The toxicity in games comes when more compromises are made to the art in order to maximise profits. So how do they do it?


Microtransactions have been very heavily reported on in the press. Micro-transactions are a game mechanic that is put into games that allow players to buy additional premium digital content or power-ups. That could be additional characters, equipment, or in-game power-ups. Now, these are often attainable by earning some kind of in-game credit or currency that can then be spent on these items so theoretically they can be ‘earned’ by playing the game and when they were originally implemented that is generally how it worked. If you didn’t want to wait though you could simply pay money and get there faster. Over time though this inevitably morphed into the beast we have today. It is now impossible to practically earn all of the content as it would require an inhuman amount of playtime to earn enough points to unlock all of the content, meaning if you want to have access to all of the game you purchased you would have to spend potentially thousands of dollars after the fact in order to access the remainder of the game held under lock and key. 

“The pinnacle of this practice is “Start Wars Battlefront II” by EA games and is also the catalyst that sparked the largest backlash from the gaming community. The game originally retailed for $60 but in order to unlock all of the games, content required a player to play for 4,500 hours or shell out $2100. This is where the Toxicity really rears its head, any game that requires 187.5 days of gameplay or just under the average UK monthly salary (£2417) to play isn’t healthy for anyone except the executives at EA”

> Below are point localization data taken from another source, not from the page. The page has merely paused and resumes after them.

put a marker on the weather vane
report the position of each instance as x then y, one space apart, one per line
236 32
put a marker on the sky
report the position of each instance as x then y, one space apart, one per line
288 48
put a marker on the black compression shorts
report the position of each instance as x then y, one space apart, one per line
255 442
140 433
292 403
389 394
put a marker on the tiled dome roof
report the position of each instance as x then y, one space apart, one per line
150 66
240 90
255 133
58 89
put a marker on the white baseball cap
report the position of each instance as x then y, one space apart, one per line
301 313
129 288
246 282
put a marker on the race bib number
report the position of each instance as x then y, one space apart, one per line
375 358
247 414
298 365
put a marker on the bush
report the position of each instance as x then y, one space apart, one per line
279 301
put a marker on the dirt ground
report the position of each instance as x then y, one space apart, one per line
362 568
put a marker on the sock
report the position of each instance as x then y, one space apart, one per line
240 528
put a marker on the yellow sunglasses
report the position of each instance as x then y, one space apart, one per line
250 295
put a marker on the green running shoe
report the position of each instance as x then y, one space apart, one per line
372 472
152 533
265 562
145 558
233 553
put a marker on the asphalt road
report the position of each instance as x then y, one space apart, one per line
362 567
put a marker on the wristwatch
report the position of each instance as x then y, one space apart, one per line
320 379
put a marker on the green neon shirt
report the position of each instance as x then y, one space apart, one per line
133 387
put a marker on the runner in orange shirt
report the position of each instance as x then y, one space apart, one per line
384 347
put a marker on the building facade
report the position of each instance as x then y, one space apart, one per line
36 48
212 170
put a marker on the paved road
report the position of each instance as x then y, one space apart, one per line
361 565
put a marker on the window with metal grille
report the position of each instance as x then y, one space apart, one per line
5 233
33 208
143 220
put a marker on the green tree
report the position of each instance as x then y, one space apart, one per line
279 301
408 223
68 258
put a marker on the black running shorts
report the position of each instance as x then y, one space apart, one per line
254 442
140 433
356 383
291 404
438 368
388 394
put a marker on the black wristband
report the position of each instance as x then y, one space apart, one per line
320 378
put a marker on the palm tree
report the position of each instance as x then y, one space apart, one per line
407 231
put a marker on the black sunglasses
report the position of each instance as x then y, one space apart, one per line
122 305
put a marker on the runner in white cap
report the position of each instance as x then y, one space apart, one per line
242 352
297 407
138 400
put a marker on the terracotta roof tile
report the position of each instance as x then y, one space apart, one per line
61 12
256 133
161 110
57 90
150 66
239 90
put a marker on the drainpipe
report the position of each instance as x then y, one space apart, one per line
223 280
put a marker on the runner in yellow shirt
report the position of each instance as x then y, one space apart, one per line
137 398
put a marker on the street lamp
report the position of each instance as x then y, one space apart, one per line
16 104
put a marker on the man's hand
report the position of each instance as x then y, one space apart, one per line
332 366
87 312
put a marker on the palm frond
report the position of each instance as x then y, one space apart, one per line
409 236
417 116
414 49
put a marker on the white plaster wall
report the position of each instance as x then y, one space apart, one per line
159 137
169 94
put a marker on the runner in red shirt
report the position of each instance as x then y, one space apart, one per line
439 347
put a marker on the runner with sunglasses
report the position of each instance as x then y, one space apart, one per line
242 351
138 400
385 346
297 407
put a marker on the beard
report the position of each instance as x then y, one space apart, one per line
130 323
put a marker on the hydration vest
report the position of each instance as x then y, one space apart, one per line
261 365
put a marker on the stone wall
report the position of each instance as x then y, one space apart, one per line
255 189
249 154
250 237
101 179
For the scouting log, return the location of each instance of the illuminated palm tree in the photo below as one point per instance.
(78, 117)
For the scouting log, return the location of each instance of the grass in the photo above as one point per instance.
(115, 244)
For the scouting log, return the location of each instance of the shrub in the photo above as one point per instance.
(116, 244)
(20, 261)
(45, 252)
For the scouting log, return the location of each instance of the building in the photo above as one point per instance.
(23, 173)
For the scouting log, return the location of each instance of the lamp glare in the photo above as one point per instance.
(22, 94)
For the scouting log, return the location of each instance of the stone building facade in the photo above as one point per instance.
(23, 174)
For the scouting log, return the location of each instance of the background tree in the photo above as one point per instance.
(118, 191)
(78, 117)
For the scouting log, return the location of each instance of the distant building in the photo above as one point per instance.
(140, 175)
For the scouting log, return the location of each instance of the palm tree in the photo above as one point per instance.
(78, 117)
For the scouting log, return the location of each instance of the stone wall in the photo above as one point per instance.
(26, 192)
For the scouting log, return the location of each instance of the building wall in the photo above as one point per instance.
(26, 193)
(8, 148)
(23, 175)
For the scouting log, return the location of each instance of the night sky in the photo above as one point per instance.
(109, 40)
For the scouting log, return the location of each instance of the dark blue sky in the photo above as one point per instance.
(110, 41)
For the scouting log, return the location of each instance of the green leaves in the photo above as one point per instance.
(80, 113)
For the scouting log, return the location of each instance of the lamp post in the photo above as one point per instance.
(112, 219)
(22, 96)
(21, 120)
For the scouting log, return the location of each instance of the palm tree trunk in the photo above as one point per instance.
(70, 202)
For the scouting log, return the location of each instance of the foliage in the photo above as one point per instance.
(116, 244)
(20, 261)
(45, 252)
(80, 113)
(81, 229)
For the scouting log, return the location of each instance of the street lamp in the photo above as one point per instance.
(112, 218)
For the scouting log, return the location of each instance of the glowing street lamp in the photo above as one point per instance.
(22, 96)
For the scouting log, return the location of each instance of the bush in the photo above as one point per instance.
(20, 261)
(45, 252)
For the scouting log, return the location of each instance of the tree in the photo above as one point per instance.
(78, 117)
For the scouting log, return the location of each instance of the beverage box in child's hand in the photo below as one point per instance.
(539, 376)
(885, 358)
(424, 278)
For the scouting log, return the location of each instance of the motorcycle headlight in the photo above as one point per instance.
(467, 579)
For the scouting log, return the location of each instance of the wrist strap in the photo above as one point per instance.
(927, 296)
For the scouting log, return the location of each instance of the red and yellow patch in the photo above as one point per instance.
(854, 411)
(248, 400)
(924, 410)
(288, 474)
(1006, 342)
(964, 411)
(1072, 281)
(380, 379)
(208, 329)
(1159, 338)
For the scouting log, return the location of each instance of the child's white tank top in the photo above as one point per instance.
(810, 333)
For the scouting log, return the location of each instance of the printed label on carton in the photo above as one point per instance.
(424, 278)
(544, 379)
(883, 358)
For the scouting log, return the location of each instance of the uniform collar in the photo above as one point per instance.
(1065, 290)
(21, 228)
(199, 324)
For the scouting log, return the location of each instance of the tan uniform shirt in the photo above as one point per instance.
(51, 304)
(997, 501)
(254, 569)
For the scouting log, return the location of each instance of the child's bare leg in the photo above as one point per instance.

Time-based player punishment

This is really the opposite to time-based player rewards and is where a player is punished for not logging more time with a game as opposed to being rewarded for playing the game. Both are malicious tactics used by games designers but the outcome or user experience and outcome is very different for both. Mobile games are particularly notorious for this tactic. Essentially the mechanic works by scheduling events that have to be completed at certain times, regardless of the end-users commitments, or willingness and by missing this event the user either won’t progress and will be left behind or is actually punished. Games such as Clash of Clans allow players to ‘raid’ your village and destroy your work whilst you are away. The longer you are away, the greater the potential damage caused, or they also schedule events at certain times of the day that are only playable at those set times which could lead to negative impacts on the user’s life. 

How can we combat this?

This is where Humane game design comes in. If you remember my scale analogy from earlier, where on one end you have Art, and the other is Business; humane game design looks to balance this scale by asking the question does this negatively affect the end-user, or could this cause real damage to people playing our game? If the answer to that question is yes then that mechanic shouldn’t be allowed to exist within the gaming industry. Video Game addiction is a real disease that has resulted in a number of deaths as a direct result of the addiction. More and more young people are checking into addiction rehab centres such as The Edge Young Mens Rehab to combat their gaming addiction. In the US it has been found that :

  • The average length of time spent playing video games was 20 hours per week
  • An estimated 72 percent of American households play video games
  • An estimated nine percent of the 3,034 participants in the study showed signs of video game addiction
  • Four percent of study participants were categorized as extreme users who played video games 50 hours per week on average

As we might not know, the video game industry as a whole is worth more than both the Music and Film industries combined. So as video games/online games become a more prevalent part of our everyday lives for ordinary families and gamers out there, Design teams at Detekt hope the game designers will make the decision to create something more ethical respecting to Socially Responsible Design (SRD) and inclusive games that have less detrimental effects on those who play them.